Divers groupes islamistes sont implantés dans les zones reculées et pauvres d'Asie du Sud, mais l'EI, avec ses conquêtes rapides de territoires et ses exécutions de masse, commence à trouver un écho chez les combattants les plus jeunes de la région. D'autant que les nouvelles recrues au sein de l'EI peuvent rapidement accéder à des responsabilités, contrairement à al-Qaïda qui leur en accorde peu.
Depuis plusieurs années, al-Qaïda est moins directement impliquée dans des attentats au Pakistan et en Afghanistan, ses bastions d'origine, se concentrant davantage sur le financement et la propagation de son idéologie de combat. De plus, «le départ de combattants d'al-Qaïda de la région, vers la Libye et d'autres pays arabes a affaibli le mouvement ici», explique Amir Rana, un expert pakistanais de la mouvance djihadiste.
Le chef de la nouvelle branche pour l'Asie du Sud, le Pakistanais Asim Umar, un jeune propagandiste connu pour ses prêches sur Internet, devra redoubler d'efforts pour ouvrir un «nouveau front» vers l'Inde.

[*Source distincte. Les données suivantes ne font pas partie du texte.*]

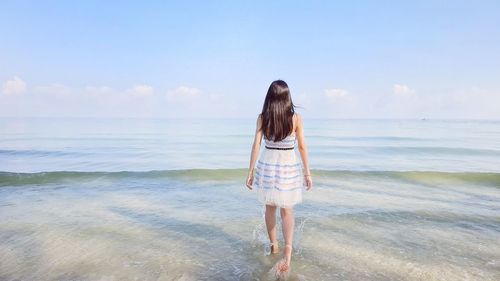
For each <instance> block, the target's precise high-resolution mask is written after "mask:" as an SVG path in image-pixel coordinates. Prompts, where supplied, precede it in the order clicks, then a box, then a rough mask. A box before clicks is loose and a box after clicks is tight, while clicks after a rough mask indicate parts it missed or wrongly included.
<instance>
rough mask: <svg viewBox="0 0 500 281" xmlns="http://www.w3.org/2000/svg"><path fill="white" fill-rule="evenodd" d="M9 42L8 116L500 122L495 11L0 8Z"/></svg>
mask: <svg viewBox="0 0 500 281" xmlns="http://www.w3.org/2000/svg"><path fill="white" fill-rule="evenodd" d="M125 2H126V3H125ZM0 42H1V43H0V86H1V89H0V116H54V117H70V116H71V117H79V116H91V117H111V116H112V117H254V116H256V115H257V114H258V113H259V111H260V109H261V106H262V102H263V99H264V96H265V93H266V90H267V88H268V86H269V84H270V82H272V81H273V80H275V79H284V80H285V81H287V82H288V84H289V86H290V88H291V91H292V97H293V100H294V102H295V103H296V104H298V105H301V106H302V108H300V109H299V112H301V113H302V114H303V115H304V116H307V117H314V118H440V119H452V118H458V119H500V106H499V104H500V79H499V77H500V52H499V51H498V50H500V2H498V1H481V0H480V1H157V2H155V1H135V2H132V1H1V2H0Z"/></svg>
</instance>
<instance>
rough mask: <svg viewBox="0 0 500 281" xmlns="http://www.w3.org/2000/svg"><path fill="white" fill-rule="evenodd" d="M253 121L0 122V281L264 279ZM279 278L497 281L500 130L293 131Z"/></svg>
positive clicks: (306, 119)
mask: <svg viewBox="0 0 500 281" xmlns="http://www.w3.org/2000/svg"><path fill="white" fill-rule="evenodd" d="M254 126H255V120H250V119H239V120H224V119H214V120H187V119H178V120H165V119H163V120H161V119H156V120H154V119H104V120H103V119H91V118H90V119H78V118H75V119H50V118H46V119H44V118H40V119H29V118H28V119H13V118H3V119H0V171H1V172H0V279H1V280H272V276H270V274H269V270H270V269H271V268H272V266H273V265H274V263H275V262H276V261H277V259H278V258H279V257H277V256H270V255H266V251H267V249H266V247H265V246H266V242H267V241H266V232H265V227H264V224H263V208H262V206H260V205H259V203H258V201H257V199H256V194H255V193H254V192H253V191H248V190H247V189H246V188H245V187H244V184H243V183H244V180H245V175H246V168H247V166H248V161H249V153H250V148H251V144H252V143H251V142H252V137H253V136H252V134H253V132H254V129H255V128H254ZM305 133H306V138H307V139H306V140H307V143H308V146H309V152H310V165H311V168H312V169H313V172H312V173H313V180H314V184H315V186H314V188H313V190H312V191H311V192H308V193H306V194H304V203H303V204H301V205H298V206H297V207H296V208H295V214H296V239H295V241H294V249H295V250H294V256H293V261H292V275H291V277H290V280H498V279H499V278H500V122H498V121H443V120H307V119H306V120H305Z"/></svg>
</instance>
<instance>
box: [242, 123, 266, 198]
mask: <svg viewBox="0 0 500 281" xmlns="http://www.w3.org/2000/svg"><path fill="white" fill-rule="evenodd" d="M261 122H262V121H261V118H260V115H259V117H258V118H257V125H256V128H255V137H254V139H253V145H252V153H251V154H250V166H249V167H248V176H247V181H246V186H247V187H248V188H249V189H252V185H253V169H254V167H255V162H257V157H258V156H259V151H260V144H261V141H262V130H261V129H260V126H261Z"/></svg>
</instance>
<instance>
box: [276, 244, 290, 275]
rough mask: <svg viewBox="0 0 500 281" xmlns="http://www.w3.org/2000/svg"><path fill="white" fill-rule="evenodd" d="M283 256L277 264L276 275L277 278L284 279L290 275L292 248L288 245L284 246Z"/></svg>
mask: <svg viewBox="0 0 500 281" xmlns="http://www.w3.org/2000/svg"><path fill="white" fill-rule="evenodd" d="M283 255H284V257H283V258H282V259H281V260H280V261H279V262H278V264H277V267H276V270H277V272H276V275H277V277H279V278H283V277H285V278H286V276H287V275H288V274H289V273H290V262H291V260H292V246H291V245H290V244H287V245H285V250H284V253H283Z"/></svg>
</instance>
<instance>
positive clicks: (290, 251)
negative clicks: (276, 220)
mask: <svg viewBox="0 0 500 281" xmlns="http://www.w3.org/2000/svg"><path fill="white" fill-rule="evenodd" d="M280 213H281V220H282V222H283V237H284V238H285V248H284V251H283V255H284V257H285V261H286V268H283V270H284V271H286V270H287V269H288V267H290V261H291V260H292V243H293V230H294V226H295V218H294V216H293V209H292V208H281V209H280Z"/></svg>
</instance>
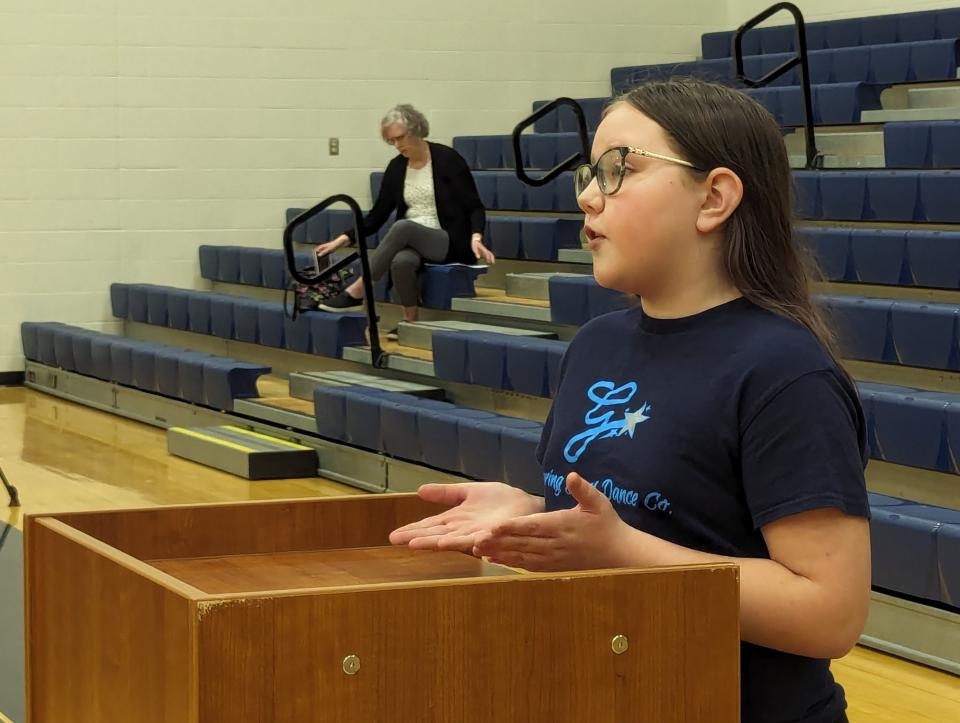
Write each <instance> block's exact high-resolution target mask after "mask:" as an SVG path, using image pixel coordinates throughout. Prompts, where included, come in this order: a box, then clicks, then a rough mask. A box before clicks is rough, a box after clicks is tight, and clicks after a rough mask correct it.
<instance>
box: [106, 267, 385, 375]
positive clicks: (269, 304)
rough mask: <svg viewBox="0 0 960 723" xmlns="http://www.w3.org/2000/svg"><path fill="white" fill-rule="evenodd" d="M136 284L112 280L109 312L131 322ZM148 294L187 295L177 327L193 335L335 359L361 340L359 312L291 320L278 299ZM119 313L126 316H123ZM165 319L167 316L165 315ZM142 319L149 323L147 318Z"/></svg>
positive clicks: (362, 325) (303, 316)
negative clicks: (198, 333) (115, 283)
mask: <svg viewBox="0 0 960 723" xmlns="http://www.w3.org/2000/svg"><path fill="white" fill-rule="evenodd" d="M140 286H141V285H139V284H114V285H113V286H112V287H111V299H112V300H113V302H114V306H113V314H114V316H116V317H117V318H126V319H131V320H135V319H133V318H132V316H131V315H130V314H131V309H132V306H131V304H130V303H129V299H131V298H134V297H136V296H138V293H139V292H140V291H141V290H142V289H141V288H140ZM150 293H151V294H152V295H153V297H154V298H157V299H159V298H163V299H165V300H166V302H167V303H168V304H171V303H172V304H176V305H177V306H178V308H182V306H183V300H184V298H186V310H187V311H186V313H187V315H188V318H187V319H186V323H185V324H184V325H183V326H180V327H177V328H186V329H188V330H190V331H193V332H196V333H201V334H212V335H214V336H219V337H221V338H223V339H230V340H234V341H242V342H246V343H249V344H261V345H264V346H270V347H274V348H279V349H288V350H290V351H297V352H301V353H305V354H318V355H322V356H332V357H337V358H339V357H342V356H343V349H344V347H346V346H362V345H363V344H365V343H366V326H367V317H366V314H361V313H358V312H345V313H338V314H328V313H324V312H306V313H303V314H301V315H300V316H299V317H298V318H297V320H296V321H293V320H291V319H289V318H288V317H287V316H286V315H285V314H284V312H283V305H282V304H281V303H279V302H270V301H259V300H254V299H248V298H246V297H242V296H228V295H225V294H213V293H210V292H206V291H191V290H184V289H172V288H169V287H165V286H151V287H150ZM155 303H158V302H155ZM124 311H126V312H127V314H128V316H126V317H124V316H123V315H122V314H123V313H124ZM178 313H179V312H178ZM166 318H167V319H169V318H170V316H169V314H167V315H166ZM144 323H149V322H148V321H147V320H146V317H145V318H144Z"/></svg>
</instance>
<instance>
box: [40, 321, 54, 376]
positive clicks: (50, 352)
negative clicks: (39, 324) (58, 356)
mask: <svg viewBox="0 0 960 723" xmlns="http://www.w3.org/2000/svg"><path fill="white" fill-rule="evenodd" d="M55 335H56V332H55V328H54V327H52V326H49V325H47V324H42V325H40V326H37V327H36V339H37V357H36V358H37V361H39V362H40V363H41V364H46V365H47V366H51V367H55V366H58V364H57V349H56V344H55Z"/></svg>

Le défi est d'autant plus grand qu'à l'approche du retrait des forces de l'Otan d'Afghanistan, les talibans du Pendjab pakistanais, accusés par le passé d'opérations terroristes en Inde, ont affirmé récemment vouloir désormais concentrer leurs attaques ailleurs, sur le sol afghan.
Les djihadistes d'al-Qaïda peu nombreux
En Afghanistan, les experts voient davantage al-Qaïda jouer un rôle en coulisse, faute d'y disposer encore de nombreux combattants sur le terrain. La présence de combattants internationaux aux côtés des insurgés talibans y «est vraiment minimale», affirme Graham Smith, analyste à l'International Crisis Group (ICG) de Kaboul. Un spécialiste afghan des questions de sécurité, Jawed Kohistani, estime qu'al-Qaïda compte environ 2.000 combattants sur le territoire afghan, principalement dans les provinces de Badakhshan (nord-est), Kunduz (nord), Logar (proche de la capitale Kaboul) et du Nouristan (est, à la frontière pakistanaise).
Cette compétition entre al-Qaïda et l'EI en Asie du Sud pourrait, par ricochet, contribuer à rajeunir le djihad international et, selon Amir Rana, «permettre de recruter de nouveaux combattants, de nouveaux affiliés, et donc de donner une nouvelle vie» aux groupes djihadistes.